Nevertheless, we’ll start at what is possibly the least contentious – and newest – aspect of the whole Synergistic approach: UEF, or Unified Energy Field, technology panels and treatment pads, the HFT (high-frequency transducer) dots, and the Black Box bass control. All of these are entirely passive treatments designed to be placed in specific positions around the listening room (or in the case of the HFT, in specific locations on your loudspeaker). These panels and dots are designed to enhance the performance of a system, and not replace any component or room treatment. In a previous iteration (before the UEF equipment rolled out), the HFT dots were also placed around the room in the same proscribed locations now used by the UEF pads and panels, but now they are specifically used on the loudspeaker; they have a similar effect, but the new UEF dots are coin sized and easier to affix to a wall, while the HFT dots are more like tiny cylinders, blu-tacked to the speaker and stand proud by about half an inch.

The UEF panels (roughly the size of an A4 picture frame) are first up. The first sits on the rear wall behind and exactly between the loudspeakers, half way up the wall. If the system is set equidistant in the room that means placing the panel dead centre of the wall behind the loudspeakers, then follow the same plan on the wall behind your ears, and then on the side walls. In a larger room, or with electrostatic panel loudspeakers, more UEF panels are required, typically in the corners of the room; our room was fine with four panels, but depending on size and construction, as many as ten could be used. It’s wise to listen to the system before and immediately after installing these UEF panels. The difference is marked, significantly increasing definition, precision, soundstage size, and overall focus. The room seems calmer, too, more like ‘the peacefulness of the great outdoors’ than ‘we just turned the air-conditioner off’.

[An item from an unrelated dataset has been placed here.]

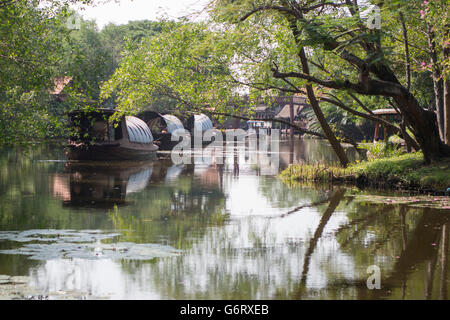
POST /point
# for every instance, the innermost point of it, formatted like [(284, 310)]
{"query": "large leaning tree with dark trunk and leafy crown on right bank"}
[(361, 55)]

Now come the UEF pads. These also fit in predetermined positions in the room, although there is more scope for fine-tuning within these positions to find the optimum position for the best possible sound. These work with the larger panels to accurately focus the soundstage in the room, while also reducing the influence of some of the room’s more inglorious effects. These work along the walls and ceiling and you can quickly rack up dozens of coin-sized pads around the room. They even work on cable terminals! Fortunately, they are some of the least obtrusive performance enhancers in the audio business, so they pass domestic criteria unscathed. Once again, as with the UEF panels, the effect of this treatment is to simply improve the overall performance of the system in consistent ways; the bass gets tauter, the midrange more distinct, and the top end has more clarity and precision. Vocals step out from the mix and are more articulate. It’s like taking your system and bringing out the best in it. What’s really surprising is just how much it improves even a modest system – we had a good system (Lyngdorf CD transport into a Nagra HD DAC and SST Son of Ampzilla II power amplifier) with fairly good ProAc Response floorstanders and by the end of the session, they were sounding an order of magnitude better than they did at the start.